- Spanish: Sordo
- Directed by: Alfonso Cortés-Cavanillas
- Written by: Alfonso Cortés-Cavanillas; Juan Carlos Díaz Martín;
- Starring: Asier Etxeandia; Marian Álvarez; Hugo Silva; Aitor Luna; Olimpia Melinte; Imanol Arias;
- Distributed by: Filmax
- Release dates: March 22, 2019 (FCEM); September 13, 2019 (Spain);
- Country: Spain

= The Silent War (2019 film) =

The Silent War (Sordo; lit. 'Deaf') is a 2019 Spanish war film written and directed by Alfonso Cortés-Cavanillas. The cast is led by Asier Etxeandia, Marian Álvarez, Hugo Silva, Aitor Luna, Olimpia Melinte and Imanol Arias.

== Plot ==
Set in 1944 Spain, the plot features a guerrilla fighter (maquis) who becomes deaf and has to survive a manhunt.

== Production ==
It consists of an adaptation of the graphic novel Sordo by David Múñoz and Rayco Pulido.
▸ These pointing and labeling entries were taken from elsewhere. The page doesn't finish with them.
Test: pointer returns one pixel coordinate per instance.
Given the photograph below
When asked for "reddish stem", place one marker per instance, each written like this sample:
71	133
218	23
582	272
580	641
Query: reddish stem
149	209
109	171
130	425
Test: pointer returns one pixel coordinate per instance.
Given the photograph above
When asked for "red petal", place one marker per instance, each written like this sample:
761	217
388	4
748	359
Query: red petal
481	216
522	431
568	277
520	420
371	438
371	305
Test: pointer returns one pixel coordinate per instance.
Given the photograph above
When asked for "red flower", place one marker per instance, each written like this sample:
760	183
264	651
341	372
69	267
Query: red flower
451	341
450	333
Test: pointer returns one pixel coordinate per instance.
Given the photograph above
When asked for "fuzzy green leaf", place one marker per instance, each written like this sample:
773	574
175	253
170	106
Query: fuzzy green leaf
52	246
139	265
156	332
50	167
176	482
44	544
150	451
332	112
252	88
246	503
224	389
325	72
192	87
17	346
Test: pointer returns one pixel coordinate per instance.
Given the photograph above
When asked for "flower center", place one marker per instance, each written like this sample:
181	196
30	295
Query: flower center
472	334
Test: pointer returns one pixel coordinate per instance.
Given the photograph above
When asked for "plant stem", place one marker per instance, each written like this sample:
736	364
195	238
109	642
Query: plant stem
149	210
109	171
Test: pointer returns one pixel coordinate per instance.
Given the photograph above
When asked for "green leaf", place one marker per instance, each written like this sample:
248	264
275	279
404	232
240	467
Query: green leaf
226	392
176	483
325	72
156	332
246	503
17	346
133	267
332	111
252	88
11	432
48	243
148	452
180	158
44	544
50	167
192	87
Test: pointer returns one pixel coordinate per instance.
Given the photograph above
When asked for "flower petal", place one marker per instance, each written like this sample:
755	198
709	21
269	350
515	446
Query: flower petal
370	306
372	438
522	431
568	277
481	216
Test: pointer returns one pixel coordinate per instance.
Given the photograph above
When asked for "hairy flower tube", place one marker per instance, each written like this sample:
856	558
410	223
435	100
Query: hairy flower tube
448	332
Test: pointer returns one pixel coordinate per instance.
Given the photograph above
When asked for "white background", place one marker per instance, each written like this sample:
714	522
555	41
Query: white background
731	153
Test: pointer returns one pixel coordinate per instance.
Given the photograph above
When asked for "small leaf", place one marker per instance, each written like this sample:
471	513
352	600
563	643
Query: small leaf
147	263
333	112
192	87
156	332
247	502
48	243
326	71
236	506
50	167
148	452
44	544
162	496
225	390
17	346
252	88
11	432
The film was written by the director alongside Juan Carlos Díaz Martín.

== Release ==
The Silent War was presented at the 22nd Málaga Film Festival (FCME) on March 22, 2019, as part of the festival's official selection. Distributed by Filmax, the film was theatrically released in Spain on September 13, 2019.

Netflix released the film on its streaming service on February 3, 2020.